• BBC – 10 novembro 2016

Uma espécie de lago gigantesco foi descoberto na Bolívia – mas não é possível chegar até ele.

Isso porque o reservatório de água fica a 15 quilômetros de profundidade, embaixo do vulcão Uturuncu, nos Andes.

A água do lago está misturada com magma, massa mineral em estado de fusão que determina as erupções vulcânicas. Sua análise poderia ajudar a compreender por que e como as erupções acontecem.

O lago também poderia ser uma evidência de que a água da Terra não é proveniente de cometas ou asteroides – ela já estaria no interior do planeta desde sua formação.

Volume extraordinário

A descoberta foi realizada por Jon Blundy, da Universidade de Bristol, na Inglaterra, e por cientistas franceses, alemães e canadenses enquanto estudavam uma estranha anomalia embaixo do vulcão Uturuncu.

Esse vulcão semiadormecido, que expele fumaça de forma ativa, tem mais de 6 mil metros de altura e fica no departamento de Potosí, no sul da Bolívia.

A anomalia pesquisada é um corpo de magma que, diferente do magma achado normalmente sob os vulcões, é capaz de conduzir eletricidade.

Estudando essa condutividade elétrica, os cientistas constataram o tamanho do reservatório de água: 1,5 milhão de quilômetros cúbicos – volume comparável ao do maior lago da América do Norte, o Superior.

Mil graus Celsius

A equipe de Blundy examinou rochas expelidas em uma erupção do Uturuncu há 500 mil anos. Elas foram misturadas com água e submetidas a condições similares às presentes a 15 quilômetros de profundidade.

Essas condições incluem uma pressão 30 mil vezes maior que a atmosférica e temperaturas superiores a 1 mil graus Celsius.

“Reproduzimos em laboratório o que acontece a grandes profundidades na Terra”, explicou Blundy.

Os pesquisadores determinaram a porcentagem de água em que a condutividade da rocha era a mesma que no magma abaixo do Uturuncu.

“Calculamos que a anomalia contém entre 8% e 10% de água”, afirmou.

Mas essa água não pode ser extraída.

“Ela está misturada com rocha parcialmente derretida a uma temperatura entre 950 e 1 mil graus Celsius, por isso não é acessível.”

Microcosmos

A água no magma pode ajudar a explicar a composição da crosta do planeta.

Essa água ajuda na formação de rochas como a andesina – que recebeu este nome por ser encontrada na região dos Andes. Isso ocorre quando o magma no manto terrestre, composto de basalto, sobe até a crosta.

A andesina é uma rocha ígnea vulcânica, e o magma andesítico é muito rico em água – embora ela se transforme em vapor durante a erupção.

“O processo no Uturuncu é um microcosmo da formação da crosta continental”, disse Blundy.

‘O pouco que sabemos’

Blundy e seus colegas ainda não sabem exatamente o papel da condutividade nas erupções.

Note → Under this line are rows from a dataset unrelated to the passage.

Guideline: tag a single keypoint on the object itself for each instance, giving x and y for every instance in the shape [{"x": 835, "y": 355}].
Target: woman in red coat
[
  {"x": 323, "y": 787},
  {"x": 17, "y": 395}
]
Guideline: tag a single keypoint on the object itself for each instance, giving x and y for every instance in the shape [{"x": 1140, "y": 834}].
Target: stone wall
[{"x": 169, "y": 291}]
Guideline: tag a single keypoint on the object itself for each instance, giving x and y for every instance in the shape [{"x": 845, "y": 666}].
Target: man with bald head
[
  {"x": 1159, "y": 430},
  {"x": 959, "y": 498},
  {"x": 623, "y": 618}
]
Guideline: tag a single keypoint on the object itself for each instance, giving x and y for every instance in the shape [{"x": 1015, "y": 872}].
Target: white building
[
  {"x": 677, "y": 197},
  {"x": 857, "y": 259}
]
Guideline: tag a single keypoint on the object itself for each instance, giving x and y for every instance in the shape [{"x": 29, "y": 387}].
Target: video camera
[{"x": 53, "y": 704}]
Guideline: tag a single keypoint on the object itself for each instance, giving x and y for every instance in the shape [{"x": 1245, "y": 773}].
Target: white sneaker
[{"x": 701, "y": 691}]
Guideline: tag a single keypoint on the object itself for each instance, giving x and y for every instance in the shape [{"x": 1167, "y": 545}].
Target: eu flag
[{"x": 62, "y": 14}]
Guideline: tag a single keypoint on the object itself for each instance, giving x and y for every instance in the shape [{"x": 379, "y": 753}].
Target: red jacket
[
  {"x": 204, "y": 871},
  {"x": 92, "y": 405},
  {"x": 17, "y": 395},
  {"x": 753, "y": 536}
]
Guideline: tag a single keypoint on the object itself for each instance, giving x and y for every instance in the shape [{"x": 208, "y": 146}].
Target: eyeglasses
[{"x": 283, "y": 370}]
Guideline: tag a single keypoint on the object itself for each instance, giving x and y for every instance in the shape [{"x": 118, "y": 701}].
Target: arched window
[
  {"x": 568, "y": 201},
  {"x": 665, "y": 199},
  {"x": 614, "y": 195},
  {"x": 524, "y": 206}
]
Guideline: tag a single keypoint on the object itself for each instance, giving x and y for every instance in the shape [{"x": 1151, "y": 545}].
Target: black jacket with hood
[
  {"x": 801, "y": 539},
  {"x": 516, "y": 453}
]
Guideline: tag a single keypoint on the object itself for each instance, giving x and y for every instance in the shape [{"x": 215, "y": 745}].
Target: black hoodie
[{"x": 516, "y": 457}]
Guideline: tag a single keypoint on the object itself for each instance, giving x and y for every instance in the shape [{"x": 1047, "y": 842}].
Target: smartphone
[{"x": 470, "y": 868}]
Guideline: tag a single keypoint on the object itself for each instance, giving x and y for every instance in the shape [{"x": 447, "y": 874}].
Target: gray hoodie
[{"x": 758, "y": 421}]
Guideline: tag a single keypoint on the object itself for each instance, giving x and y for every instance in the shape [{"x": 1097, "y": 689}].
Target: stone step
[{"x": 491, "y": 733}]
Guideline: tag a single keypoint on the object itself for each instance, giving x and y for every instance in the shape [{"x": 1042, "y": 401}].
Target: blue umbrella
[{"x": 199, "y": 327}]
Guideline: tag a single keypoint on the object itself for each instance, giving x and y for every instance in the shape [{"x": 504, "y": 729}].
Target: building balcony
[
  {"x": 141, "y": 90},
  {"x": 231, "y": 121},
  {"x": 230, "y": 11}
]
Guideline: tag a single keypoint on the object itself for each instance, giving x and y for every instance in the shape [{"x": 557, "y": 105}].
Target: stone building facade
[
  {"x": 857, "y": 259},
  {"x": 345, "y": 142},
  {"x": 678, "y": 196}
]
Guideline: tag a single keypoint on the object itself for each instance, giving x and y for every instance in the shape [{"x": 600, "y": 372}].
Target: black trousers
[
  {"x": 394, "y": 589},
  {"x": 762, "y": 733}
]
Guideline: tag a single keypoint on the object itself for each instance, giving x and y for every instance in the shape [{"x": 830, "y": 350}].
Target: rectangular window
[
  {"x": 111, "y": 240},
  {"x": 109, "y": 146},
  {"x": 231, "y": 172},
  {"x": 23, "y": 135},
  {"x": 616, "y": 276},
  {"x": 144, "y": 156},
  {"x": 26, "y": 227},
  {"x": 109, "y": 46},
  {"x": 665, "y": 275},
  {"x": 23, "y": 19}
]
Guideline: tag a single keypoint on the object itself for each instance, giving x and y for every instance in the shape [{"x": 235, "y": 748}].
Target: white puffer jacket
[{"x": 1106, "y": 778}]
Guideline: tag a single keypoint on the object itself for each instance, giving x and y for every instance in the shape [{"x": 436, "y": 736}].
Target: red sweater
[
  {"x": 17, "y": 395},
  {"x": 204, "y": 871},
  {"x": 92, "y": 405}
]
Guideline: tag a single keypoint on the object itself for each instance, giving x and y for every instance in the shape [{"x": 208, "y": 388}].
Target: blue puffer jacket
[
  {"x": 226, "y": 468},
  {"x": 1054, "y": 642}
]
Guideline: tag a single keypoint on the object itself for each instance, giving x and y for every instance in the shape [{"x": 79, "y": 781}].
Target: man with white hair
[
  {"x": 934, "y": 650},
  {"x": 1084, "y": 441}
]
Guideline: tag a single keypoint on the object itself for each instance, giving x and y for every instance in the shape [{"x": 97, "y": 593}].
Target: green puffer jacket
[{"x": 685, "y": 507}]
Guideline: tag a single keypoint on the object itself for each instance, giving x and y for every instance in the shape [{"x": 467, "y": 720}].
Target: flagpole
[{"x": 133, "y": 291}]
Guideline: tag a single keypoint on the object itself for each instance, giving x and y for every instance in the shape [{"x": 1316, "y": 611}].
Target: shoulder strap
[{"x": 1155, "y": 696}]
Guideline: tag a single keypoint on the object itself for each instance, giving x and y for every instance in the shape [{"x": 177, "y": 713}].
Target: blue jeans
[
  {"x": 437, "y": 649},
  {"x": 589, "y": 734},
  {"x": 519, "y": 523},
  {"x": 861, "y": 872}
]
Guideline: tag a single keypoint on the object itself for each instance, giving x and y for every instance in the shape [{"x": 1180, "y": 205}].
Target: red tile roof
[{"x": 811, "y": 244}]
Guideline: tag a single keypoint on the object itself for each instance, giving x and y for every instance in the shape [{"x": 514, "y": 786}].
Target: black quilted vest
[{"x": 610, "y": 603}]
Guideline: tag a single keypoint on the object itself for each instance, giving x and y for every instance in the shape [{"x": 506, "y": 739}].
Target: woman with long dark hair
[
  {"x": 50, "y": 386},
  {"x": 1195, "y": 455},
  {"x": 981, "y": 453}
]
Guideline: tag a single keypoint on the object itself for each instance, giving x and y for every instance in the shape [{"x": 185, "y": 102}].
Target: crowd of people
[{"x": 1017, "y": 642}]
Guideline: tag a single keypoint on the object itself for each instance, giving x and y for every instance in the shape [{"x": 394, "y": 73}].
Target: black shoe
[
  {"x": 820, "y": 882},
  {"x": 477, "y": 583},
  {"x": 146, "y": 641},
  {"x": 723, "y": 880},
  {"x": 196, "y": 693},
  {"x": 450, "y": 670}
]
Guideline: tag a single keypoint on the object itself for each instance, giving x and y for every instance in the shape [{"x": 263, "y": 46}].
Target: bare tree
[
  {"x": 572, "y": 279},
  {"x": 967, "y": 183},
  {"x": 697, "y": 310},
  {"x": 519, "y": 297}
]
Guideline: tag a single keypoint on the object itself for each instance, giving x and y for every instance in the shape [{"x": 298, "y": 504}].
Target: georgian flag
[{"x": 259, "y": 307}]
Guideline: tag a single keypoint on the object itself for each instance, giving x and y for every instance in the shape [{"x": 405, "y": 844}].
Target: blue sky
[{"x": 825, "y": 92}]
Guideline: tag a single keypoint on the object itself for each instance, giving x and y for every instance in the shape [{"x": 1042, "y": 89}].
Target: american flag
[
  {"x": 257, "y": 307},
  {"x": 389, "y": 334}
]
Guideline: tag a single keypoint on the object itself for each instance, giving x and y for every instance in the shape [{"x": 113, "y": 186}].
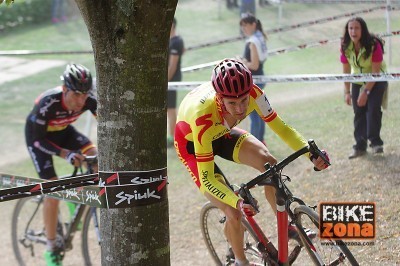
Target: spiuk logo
[{"x": 347, "y": 220}]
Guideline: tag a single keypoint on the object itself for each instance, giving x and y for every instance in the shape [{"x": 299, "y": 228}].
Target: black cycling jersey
[{"x": 49, "y": 116}]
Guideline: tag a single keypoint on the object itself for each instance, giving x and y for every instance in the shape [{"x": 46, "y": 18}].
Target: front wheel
[
  {"x": 212, "y": 223},
  {"x": 321, "y": 252},
  {"x": 91, "y": 239},
  {"x": 27, "y": 231}
]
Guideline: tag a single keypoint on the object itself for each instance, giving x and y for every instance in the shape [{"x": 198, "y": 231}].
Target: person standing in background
[
  {"x": 254, "y": 56},
  {"x": 176, "y": 49},
  {"x": 362, "y": 52}
]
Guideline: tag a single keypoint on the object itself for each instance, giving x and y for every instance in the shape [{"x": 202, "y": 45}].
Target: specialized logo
[
  {"x": 347, "y": 220},
  {"x": 136, "y": 196},
  {"x": 206, "y": 123}
]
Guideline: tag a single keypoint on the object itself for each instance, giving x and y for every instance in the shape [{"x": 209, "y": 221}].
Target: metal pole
[{"x": 388, "y": 30}]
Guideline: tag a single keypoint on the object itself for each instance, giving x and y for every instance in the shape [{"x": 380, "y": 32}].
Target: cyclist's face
[
  {"x": 74, "y": 101},
  {"x": 237, "y": 107},
  {"x": 354, "y": 29},
  {"x": 248, "y": 28}
]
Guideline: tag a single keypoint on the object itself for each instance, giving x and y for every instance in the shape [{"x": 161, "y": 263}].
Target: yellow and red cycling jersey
[{"x": 200, "y": 120}]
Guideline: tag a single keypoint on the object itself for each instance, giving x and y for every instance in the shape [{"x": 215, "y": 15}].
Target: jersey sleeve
[
  {"x": 285, "y": 132},
  {"x": 202, "y": 140},
  {"x": 39, "y": 132}
]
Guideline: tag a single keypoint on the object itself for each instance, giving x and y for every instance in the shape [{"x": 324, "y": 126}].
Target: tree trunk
[{"x": 130, "y": 42}]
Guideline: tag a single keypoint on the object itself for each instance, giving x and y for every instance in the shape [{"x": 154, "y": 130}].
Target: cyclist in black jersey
[{"x": 48, "y": 132}]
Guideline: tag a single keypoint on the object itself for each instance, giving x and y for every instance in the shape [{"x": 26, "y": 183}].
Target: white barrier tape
[
  {"x": 300, "y": 79},
  {"x": 327, "y": 19},
  {"x": 281, "y": 51},
  {"x": 291, "y": 27}
]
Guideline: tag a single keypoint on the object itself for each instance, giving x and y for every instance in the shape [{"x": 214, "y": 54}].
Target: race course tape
[
  {"x": 226, "y": 40},
  {"x": 300, "y": 79},
  {"x": 341, "y": 1},
  {"x": 282, "y": 50}
]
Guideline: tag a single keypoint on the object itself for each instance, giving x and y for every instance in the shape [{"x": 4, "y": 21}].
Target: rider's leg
[
  {"x": 255, "y": 154},
  {"x": 91, "y": 152},
  {"x": 233, "y": 227},
  {"x": 50, "y": 216}
]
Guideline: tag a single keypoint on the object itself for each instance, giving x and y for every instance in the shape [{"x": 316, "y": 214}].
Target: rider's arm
[
  {"x": 288, "y": 134},
  {"x": 39, "y": 132},
  {"x": 205, "y": 164}
]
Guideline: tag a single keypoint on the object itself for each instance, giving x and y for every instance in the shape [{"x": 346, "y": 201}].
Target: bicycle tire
[
  {"x": 334, "y": 253},
  {"x": 28, "y": 251},
  {"x": 212, "y": 222},
  {"x": 91, "y": 240}
]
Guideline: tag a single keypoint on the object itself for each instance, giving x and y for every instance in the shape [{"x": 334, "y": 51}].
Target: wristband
[{"x": 70, "y": 157}]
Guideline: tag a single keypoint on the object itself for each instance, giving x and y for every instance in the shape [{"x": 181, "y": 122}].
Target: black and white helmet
[{"x": 78, "y": 78}]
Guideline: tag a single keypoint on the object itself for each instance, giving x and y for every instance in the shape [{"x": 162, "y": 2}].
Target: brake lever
[{"x": 316, "y": 152}]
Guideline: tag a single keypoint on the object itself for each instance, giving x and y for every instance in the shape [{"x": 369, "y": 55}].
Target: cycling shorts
[
  {"x": 69, "y": 138},
  {"x": 226, "y": 147}
]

Mas detectaram misteriosos casos similares de condutividade na zona vulcânica Taupo, na Nova Zelândia, e no Monte Santa Helena, no Estado de Washington, nos Estados Unidos.

É provável que a condutividade nesses casos também seja indício de reservatórios secretos como o do Uturuncu.

“O estudo nos faz lembrar o pouco que sabemos sobre a água na crosta e no manto terrestres”, disse Steve Jacobsen, da Universidade Northwestern, em Illinois.

De onde veio a água da Terra?

Jacobsen e sua equipe descobriram em 2014 um reservatório de água que corresponde a três vezes o volume do oceano, situado a 700 quilômetros de profundidade.

Essas descobertas são novos indícios de que há grandes quantidades de água no interior da Terra – e que podem ter dado origem aos oceanos.

E é possível que a água que torna o planeta habitável já estivesse presente na nuvem de pó que se condensou para formar o planeta. Assim, ela não teria chegado à Terra em cometas ou asteroides com gelo, como apontam algumas teorias.

Os cientistas dizem que a água e a condutividade no magma podem ter um impacto crucial.

“Esperamos que nossos resultados melhorem nossa capacidade de interpretar os sinais de atividade sísmica”, disse Jacobsen.

E essa interpretação poderia resultar em uma capacidade maior para prever erupções devastadoras.